Although the forward reaction is favoured by a lower temperature, too low a temperature means that the rate of the forward reaction is too slow. The particles have very little kinetic energy at low temperatures so do not move a great deal and collide infrequently. Hence a moderate temperature is used (about 450°C).

Use of a catalyst

A catalyst speeds up a reaction without altering the position of equilibrium. In the Haber process a catalyst of iron is used. The iron speeds up both forward and reverse reactions but will actually help in producing ammonia. Without the catalyst the overall production of ammonia is too slow.

Pressure in the Haber process

As 1 mole of nitrogen and 3 moles of hydrogen (a total of 4 moles of gas) react to form 2 moles of ammonia, the overall effect is a reduction in the number of moles of gas. This means that any factor that squeezes gas particles together to reduce gas volume favours the forward reaction.

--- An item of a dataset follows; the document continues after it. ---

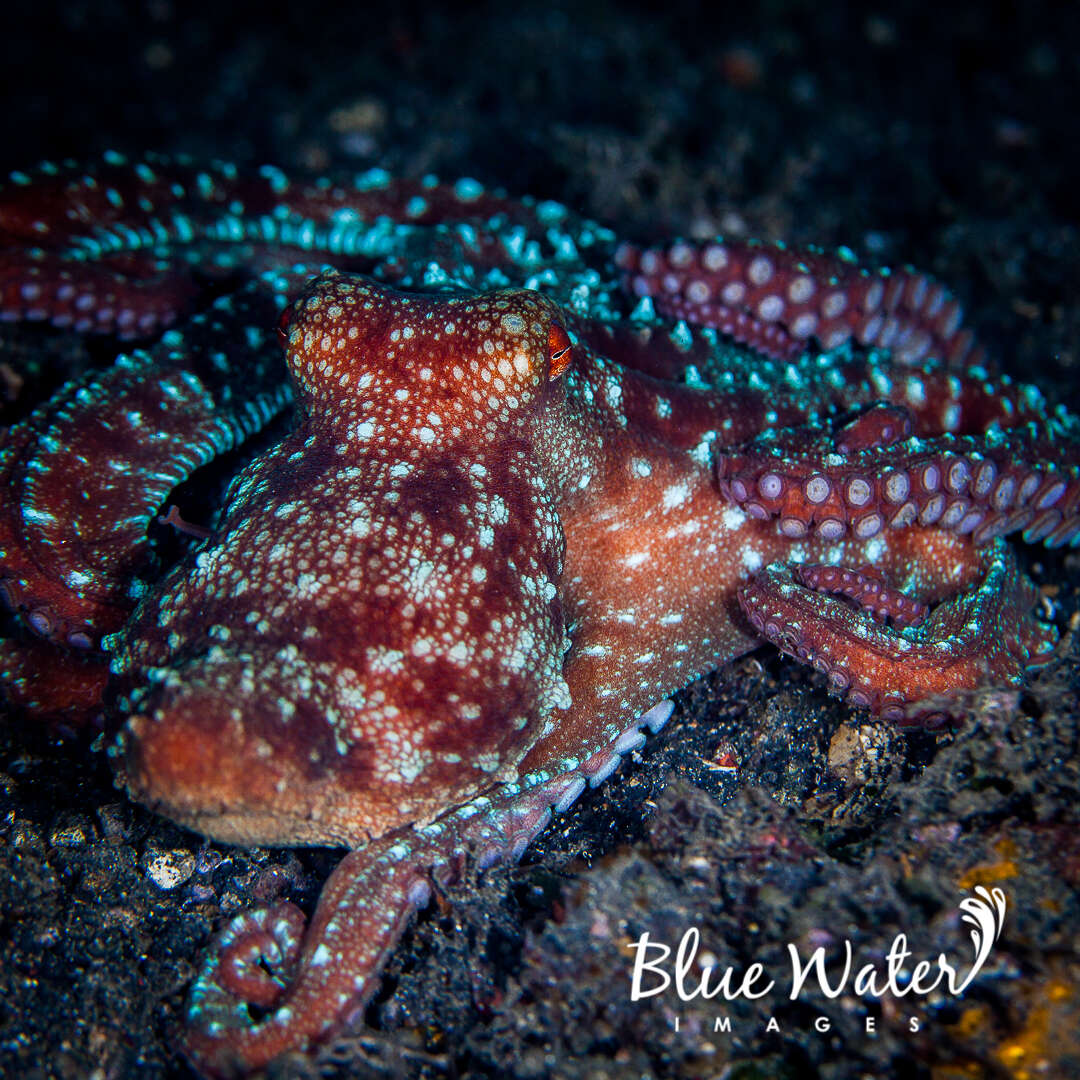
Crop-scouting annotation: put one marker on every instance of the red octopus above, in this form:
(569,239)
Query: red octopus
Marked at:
(514,510)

The forward reaction is favoured by high pressure. A pressure of 200 atmospheres is used. If the pressure was higher the yield would increase but the cost of the apparatus to withstand higher pressures would be too great.

In short Chemical reactions are usually irreversible because of the energy put in to make them occur:

• some chemical reactions are, however, reversible

• the Haber process produces ammonia and involves a reversible reaction

• in the Haber process nitrogen reacts with hydrogen to form ammonia

• nitrogen is obtained from liquid air and hydrogen is obtained from heating steam with methane

• nitrogen and hydrogen react in the ratio 1:3 forming 2 units of ammonia

• the formation of ammonia is exothermic

• the Haber process uses a moderate temperature, a high pressure, and a catalyst

• catalysts speed up reactions without altering the position of equilibrium.